Água Fresca para as Flores de Valérie Perrin é um romance de formação
Por Linei Matz
É a história de Violette, uma moça órfã que, apesar de não ter conhecido sua família biológica, encontra seu lugar no mundo por meio do trabalho e do amor pelos amigos. Ela aprende a ler sozinha, cria sua família, vive com o homem que escolhera para seu marido.
A vida, porém, não se cansa de lhe dar rasteiras, de provocar traumas em alguém que não teve um bom começo, mas segue firme, apoiada por uma rede de pessoas que a amam, cada uma do seu jeito.
“Tudo é efêmero, Violette. Nós somos passageiros” — Afirma um de seus amigos, o padre Cédric. E pode-se dizer que é exatamente assim a passagem das mais diversas personagens pela vida da protagonista, algumas das quais ela revê com o passar do tempo e pode observar o seu arco, o que nelas mudou ou deixou de mudar.
A própria Violette tem seu arco na história: aprende a encarar seus dramas e tragédias pessoais como algo passageiro também. Até o momento em que é agredida pelo próprio marido, Philippe, e ele acaba sendo incluído em suas recordações, como uma mera lembrança:
“(ele) pegara Violette com brutalidade, apertara seus braços com força, como se quisesse esmagá-la. Como quando o homem se torna um carrasco para não sentir nada. Precisava evocar o ódio.”
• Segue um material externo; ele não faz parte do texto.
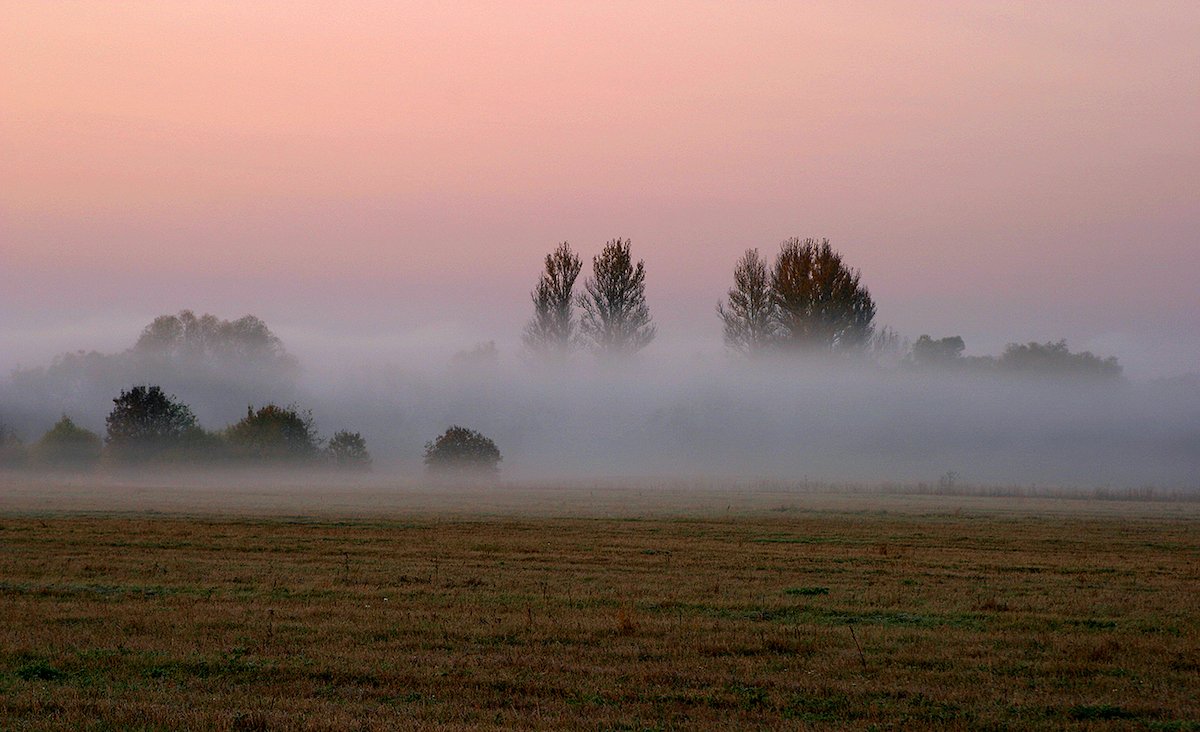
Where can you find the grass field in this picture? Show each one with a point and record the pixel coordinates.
(606, 609)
Philippe amava a esposa, apesar da personalidade narcisista e de suas constantes traições: feito o menino mimado que era, não poderia se comportar de outra forma. Ele era o taker, o que toma para si tudo o que pode, porque acha que tem direito a qualquer coisa que queira.
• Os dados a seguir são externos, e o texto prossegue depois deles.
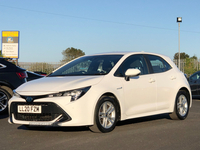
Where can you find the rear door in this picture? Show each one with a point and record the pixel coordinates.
(165, 78)
(139, 91)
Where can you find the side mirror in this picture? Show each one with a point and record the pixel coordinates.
(131, 73)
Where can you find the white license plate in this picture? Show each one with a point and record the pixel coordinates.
(29, 109)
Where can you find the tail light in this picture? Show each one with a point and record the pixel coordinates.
(22, 75)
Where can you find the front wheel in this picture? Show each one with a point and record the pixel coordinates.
(181, 107)
(106, 115)
(4, 98)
Violette era a giver, a que veste e alimenta esse mesmo marido mimado, sem nunca receber dele um tostão para pagar as contas da casa. Ele vai tomando a juventude da esposa, o amor que ela lhe tinha no começo, a filha que os dois tiveram juntos.
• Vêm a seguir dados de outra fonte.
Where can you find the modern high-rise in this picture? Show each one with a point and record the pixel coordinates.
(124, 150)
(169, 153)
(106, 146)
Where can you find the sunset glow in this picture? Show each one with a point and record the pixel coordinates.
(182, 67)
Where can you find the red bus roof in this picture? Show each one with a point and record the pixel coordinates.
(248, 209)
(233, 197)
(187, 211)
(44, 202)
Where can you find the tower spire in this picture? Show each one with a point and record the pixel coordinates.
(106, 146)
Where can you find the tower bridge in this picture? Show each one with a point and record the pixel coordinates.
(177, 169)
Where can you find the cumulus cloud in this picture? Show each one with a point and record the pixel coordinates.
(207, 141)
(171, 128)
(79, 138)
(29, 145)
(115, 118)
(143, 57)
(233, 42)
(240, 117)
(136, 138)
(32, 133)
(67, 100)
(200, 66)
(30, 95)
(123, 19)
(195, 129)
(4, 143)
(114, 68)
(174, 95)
Porque ele não foi um bom pai, não soube defender a filha, e ele reconhece isso. E deixou a esposa/mãe sozinha para conviver com suas mágoas.
Água Fresca para as Flores é uma leitura bastante contemporânea, densa ao mesmo tempo que leve, difícil de largar do início ao fim. E recheada de poesia, de cartas, de lembranças. Recheada de vida.
Linei Matz é professora de línguas, escritora, feminista e mãe, não necessariamente nessa ordem. Publicou uma gramática de Português para Estrangeiros; contos e poesias nas coletâneas Um teto todo nosso, Narrativas Curtas e Poesias, volumes 2 e 3, pela Editora Polifonia; conto na Revista Contos de Samsara. Autopublica no Kindle Amazon e hoje trabalha em seu quarto romance, sequência de Filhas de Gaia.